If someone chatting with the Alana bot mentioned the movie E.T., for example, Alana’s linked-concept generator would follow the Wikidata link from E.T. to the entry for Drew Barrymore, who appeared in the film, but not to the entry for Sweden, which is the second country in which the movie was released. Then, once it has built up a database of linked concepts, the Alana socialbot selects one at random to serve as the basis for a conversational response.

Natural-language understanding (NLU) for open-domain dialogue

Amazon researchers provided the student teams with default modules for doing natural-language understanding (NLU), or extracting linguistic meaning from raw text, but most teams chose to supplement them or, in some cases, supplant them with systems tailored specifically to the demands of conversational AI. Student teams built their own modules to classify utterances according to intent, or the goal the speaker hopes to achieve, and dialogue act, such as asking for information or requesting clarification; to identify the topics of utterances; and to assess the sentiments expressed by particular choices of phrasing, among other things.

Most of the NLU literature focuses on relatively short, goal-directed utterances. But in conversations with socialbots, people will often speak in longer, more complex sentences. So Gunrock built an NLU module that splits longer sentences into smaller, semantically distinct units, which then pass to additional NLU modules.

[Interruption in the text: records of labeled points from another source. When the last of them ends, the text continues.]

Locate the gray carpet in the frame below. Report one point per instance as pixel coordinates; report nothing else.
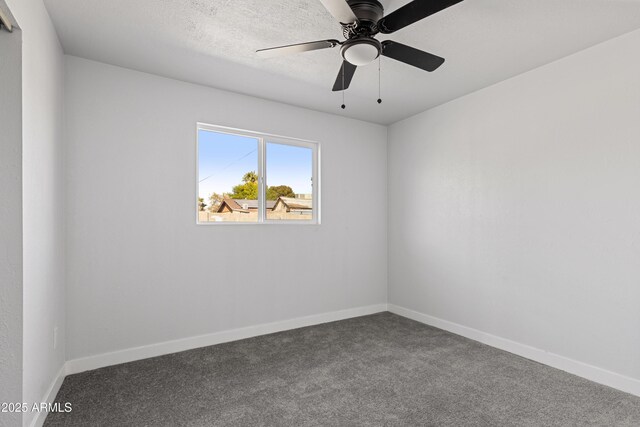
(374, 370)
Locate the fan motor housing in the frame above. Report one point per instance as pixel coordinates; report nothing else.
(367, 10)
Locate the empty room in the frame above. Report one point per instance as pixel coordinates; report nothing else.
(319, 213)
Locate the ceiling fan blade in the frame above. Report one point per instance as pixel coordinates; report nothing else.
(411, 56)
(297, 48)
(412, 12)
(343, 83)
(340, 10)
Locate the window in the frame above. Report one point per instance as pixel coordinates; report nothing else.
(248, 177)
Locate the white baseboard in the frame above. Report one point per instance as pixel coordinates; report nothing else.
(143, 352)
(49, 397)
(584, 370)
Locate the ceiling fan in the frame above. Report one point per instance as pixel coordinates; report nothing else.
(361, 20)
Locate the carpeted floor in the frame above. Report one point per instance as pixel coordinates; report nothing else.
(374, 370)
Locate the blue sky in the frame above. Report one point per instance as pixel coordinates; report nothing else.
(224, 159)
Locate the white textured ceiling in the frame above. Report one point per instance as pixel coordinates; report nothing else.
(213, 42)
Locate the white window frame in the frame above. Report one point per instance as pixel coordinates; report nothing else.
(263, 139)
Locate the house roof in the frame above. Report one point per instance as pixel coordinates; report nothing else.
(238, 204)
(294, 203)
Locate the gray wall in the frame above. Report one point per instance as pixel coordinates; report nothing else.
(43, 200)
(516, 210)
(140, 271)
(10, 221)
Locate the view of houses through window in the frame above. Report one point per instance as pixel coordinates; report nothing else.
(237, 170)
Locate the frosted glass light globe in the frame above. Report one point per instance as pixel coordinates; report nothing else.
(360, 53)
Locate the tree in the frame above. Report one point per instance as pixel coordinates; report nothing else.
(215, 200)
(201, 203)
(274, 192)
(248, 190)
(250, 177)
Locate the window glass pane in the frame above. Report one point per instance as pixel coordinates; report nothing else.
(228, 177)
(289, 186)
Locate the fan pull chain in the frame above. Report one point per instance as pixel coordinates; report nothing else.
(379, 78)
(343, 106)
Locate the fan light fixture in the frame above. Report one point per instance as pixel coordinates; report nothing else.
(360, 53)
(361, 22)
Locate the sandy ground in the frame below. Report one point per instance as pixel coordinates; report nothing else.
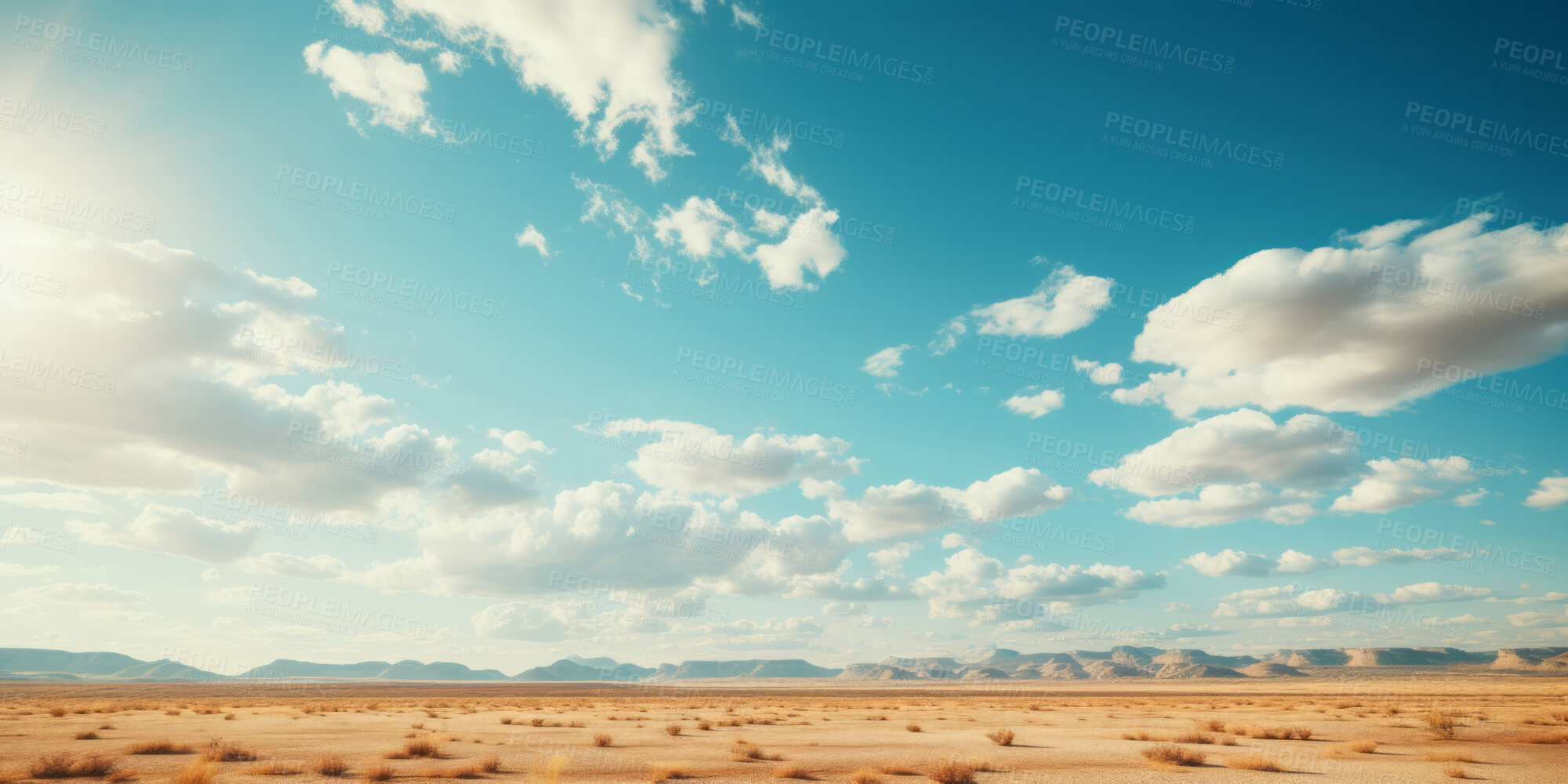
(1064, 733)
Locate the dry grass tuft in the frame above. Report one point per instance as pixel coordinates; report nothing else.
(1171, 755)
(953, 772)
(330, 766)
(379, 774)
(159, 747)
(198, 772)
(1003, 738)
(1254, 764)
(274, 768)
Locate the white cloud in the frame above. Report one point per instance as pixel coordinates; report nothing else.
(1064, 302)
(390, 85)
(1307, 452)
(695, 459)
(700, 228)
(885, 363)
(1406, 482)
(808, 245)
(173, 532)
(1370, 557)
(1552, 493)
(1432, 592)
(531, 238)
(1457, 296)
(1230, 564)
(909, 507)
(1108, 374)
(1037, 405)
(606, 62)
(1222, 506)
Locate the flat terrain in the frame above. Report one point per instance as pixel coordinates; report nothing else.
(1367, 730)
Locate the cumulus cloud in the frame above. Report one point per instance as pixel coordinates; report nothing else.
(1108, 374)
(1225, 504)
(695, 459)
(981, 589)
(1307, 452)
(700, 230)
(887, 363)
(1432, 592)
(532, 238)
(606, 62)
(391, 87)
(1230, 564)
(1457, 296)
(909, 507)
(1406, 482)
(1065, 302)
(173, 531)
(1552, 493)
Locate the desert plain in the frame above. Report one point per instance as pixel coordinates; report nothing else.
(1406, 728)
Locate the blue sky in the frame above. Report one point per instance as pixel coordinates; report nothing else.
(529, 255)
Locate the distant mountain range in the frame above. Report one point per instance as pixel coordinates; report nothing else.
(1122, 662)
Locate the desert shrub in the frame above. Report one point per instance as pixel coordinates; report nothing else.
(330, 766)
(953, 772)
(1169, 755)
(159, 747)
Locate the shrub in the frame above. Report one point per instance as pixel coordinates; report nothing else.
(954, 772)
(159, 747)
(1254, 764)
(330, 766)
(1169, 755)
(198, 772)
(1440, 724)
(219, 752)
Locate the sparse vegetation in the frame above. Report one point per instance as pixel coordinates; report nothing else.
(1172, 755)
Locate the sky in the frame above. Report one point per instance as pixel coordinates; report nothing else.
(503, 332)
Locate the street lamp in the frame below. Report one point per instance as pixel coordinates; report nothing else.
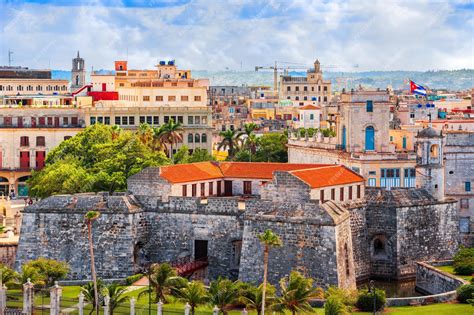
(372, 290)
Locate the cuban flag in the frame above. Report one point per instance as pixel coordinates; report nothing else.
(417, 89)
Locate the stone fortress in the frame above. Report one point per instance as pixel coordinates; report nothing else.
(333, 228)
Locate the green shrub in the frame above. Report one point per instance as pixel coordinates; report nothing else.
(465, 292)
(132, 279)
(334, 306)
(365, 300)
(464, 261)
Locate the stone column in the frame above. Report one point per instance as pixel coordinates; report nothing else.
(160, 307)
(55, 299)
(187, 308)
(3, 299)
(81, 304)
(28, 298)
(106, 304)
(132, 306)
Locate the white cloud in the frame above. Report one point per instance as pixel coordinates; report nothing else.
(385, 35)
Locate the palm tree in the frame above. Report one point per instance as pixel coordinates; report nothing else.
(90, 294)
(252, 297)
(268, 239)
(194, 293)
(164, 279)
(91, 216)
(223, 293)
(145, 133)
(171, 133)
(296, 292)
(229, 142)
(117, 296)
(116, 130)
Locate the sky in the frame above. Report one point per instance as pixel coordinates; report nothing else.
(352, 35)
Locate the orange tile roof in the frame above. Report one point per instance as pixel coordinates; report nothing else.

To train the segmentation module, Gunrock used movie-dialogue data from the Cornell Movie-Quotes Corpus, which had been annotated with a special tag (“<BRK>”) to indicate breaks between semantically distinct units. On a test set, the module was 95.25% accurate, and an informal review indicated that it was accurately segmenting customers’ remarks. For example, the raw ASR output “Alexa that is cool what do you think of the Avengers” was segmented into “Alexa <BRK> that is cool <BRK> what do you think of the Avengers <BRK>”.

Dialogue management

The outputs of the NLU modules, along with any other utterance data the teams deem useful, pass to the dialogue management module, which generates an array of possible responses and selects one to send to Alexa’s voice synthesizer.

Alquist, the team from the Czech Technical University in Prague and the runner-up in the 2018 challenge, used a hybrid code network (HCN) for its dialogue manager. An HCN combines a neural network with handwritten code that reflects the developers’ understanding of the problem space. HCNs can dramatically reduce the amount of training data required to achieve a given level of performance, by sparing the network from having to learn how to perform tasks that are easily coded.

In Alquist’s case, the added code has two main functions: it filters out suggested responses that violate a set of handwritten rules about what types of responses should follow what types of utterances, and it inserts context-specific data into responses selected by the neural net. So, for instance, the neural network might output the response “That movie was directed by {say_director}”, where {say director} is an instruction to a complementary program that has separately processed data from the NLU modules.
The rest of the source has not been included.